Fast, comfortable, and reliable transportation is indispensable for the success of Vietnam’s tourism sector. According to research the interconnectedness between transport and tourism is one of the more important relationships in the tourism system.

High-speed boats emit fewer pollutants per passenger mile compared to buses and taxis, helping to reduce the city's carbon footprint, and addressing sustainable tourism development concerns. The scenic routes along HCMC's iconic river and affluent areas offer recreational value, transforming commutes into picturesque voyages. This will contribute positively to the city’s destination image and increase its revisitation rate.

The technological aspects of this initiative should be carefully considered, said Associate Professor Dinh Ngoc Minh, Deputy Dean, Research and Innovation in the School of Science, Engineering & Technology, RMIT Vietnam.

“Implementing a high-speed water transport system between HCMC and Long Thanh airport requires integrating advanced technologies to ensure efficiency, convenience, and connectivity. Utilising smart card technology like Hong Kong’s Octopus card can significantly enhance the user experience and streamline operations,” he said.

Associate Professor Minh highlighted several advantages of smart card technology, including seamless connectivity, enhanced security, and effective data collection and management. Smart cards enable effortless travel across various transport modes, such as buses, trains, and boats, eliminating the need for multiple tickets and simplifying the passenger experience. They offer robust security features, including biometric authentication, to protect user data and reduce fraud risk. Additionally, smart cards collect valuable data on travel patterns and passenger preferences, which can be used to optimise routes, improve services, and boost operational efficiency.
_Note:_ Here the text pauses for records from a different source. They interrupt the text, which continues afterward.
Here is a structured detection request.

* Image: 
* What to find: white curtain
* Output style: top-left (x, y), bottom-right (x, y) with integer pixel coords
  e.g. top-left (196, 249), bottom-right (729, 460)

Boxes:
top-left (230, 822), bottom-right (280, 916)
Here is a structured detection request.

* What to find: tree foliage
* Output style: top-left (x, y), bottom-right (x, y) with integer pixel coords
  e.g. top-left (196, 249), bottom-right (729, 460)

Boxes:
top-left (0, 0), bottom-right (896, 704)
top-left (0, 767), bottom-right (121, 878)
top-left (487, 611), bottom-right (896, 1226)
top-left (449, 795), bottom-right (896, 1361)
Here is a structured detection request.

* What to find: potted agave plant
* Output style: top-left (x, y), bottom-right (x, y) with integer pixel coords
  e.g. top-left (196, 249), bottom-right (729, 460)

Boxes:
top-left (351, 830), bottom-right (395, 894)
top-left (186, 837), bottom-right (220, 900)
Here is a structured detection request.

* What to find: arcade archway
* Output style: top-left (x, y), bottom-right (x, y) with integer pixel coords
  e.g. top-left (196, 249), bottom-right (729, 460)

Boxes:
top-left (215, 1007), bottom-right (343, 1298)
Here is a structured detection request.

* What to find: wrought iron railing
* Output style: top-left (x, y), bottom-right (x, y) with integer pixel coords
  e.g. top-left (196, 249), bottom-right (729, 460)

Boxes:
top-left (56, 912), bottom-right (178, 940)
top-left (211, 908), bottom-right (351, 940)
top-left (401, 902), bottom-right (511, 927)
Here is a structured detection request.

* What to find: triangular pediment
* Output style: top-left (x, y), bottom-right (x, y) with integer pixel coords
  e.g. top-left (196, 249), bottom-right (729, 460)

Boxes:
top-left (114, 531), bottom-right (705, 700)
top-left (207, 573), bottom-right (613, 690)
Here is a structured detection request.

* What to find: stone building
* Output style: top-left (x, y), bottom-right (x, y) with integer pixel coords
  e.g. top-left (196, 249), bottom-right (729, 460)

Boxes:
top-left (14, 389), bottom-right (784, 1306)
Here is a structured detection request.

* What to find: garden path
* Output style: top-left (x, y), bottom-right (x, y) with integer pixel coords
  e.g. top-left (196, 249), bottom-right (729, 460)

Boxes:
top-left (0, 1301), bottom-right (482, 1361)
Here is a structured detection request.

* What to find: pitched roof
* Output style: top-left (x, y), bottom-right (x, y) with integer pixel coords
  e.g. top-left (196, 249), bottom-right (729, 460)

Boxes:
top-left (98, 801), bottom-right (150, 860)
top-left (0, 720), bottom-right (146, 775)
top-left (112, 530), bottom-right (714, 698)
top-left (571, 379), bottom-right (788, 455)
Smart cards can also be used for retail payments, access to public facilities and tourism attractions, and other services. This versatility increases the card’s utility and encourages widespread adoption. Several cities worldwide, such as Hong Kong, Singapore, and London, have successfully implemented innovative card systems, demonstrating their effectiveness and benefits.

For HCMC, adopting a smart card system would require collaboration between transport authorities, banks, and retailers. The system should be user-friendly, secure, and compatible with existing infrastructure. Integrating advanced smart card technology into HCMC’s water metro and other transport services can significantly enhance the user experience, improve operational efficiency, and promote sustainable development.

“Leveraging the city's waterways, this innovative project can transform the way residents and visitors navigate the city. With careful planning and execution, HCMC can set a new benchmark for urban transportation in Vietnam and beyond, embarking on a transformative journey towards a smarter, more sustainable future,” Dr Ribeiro concluded.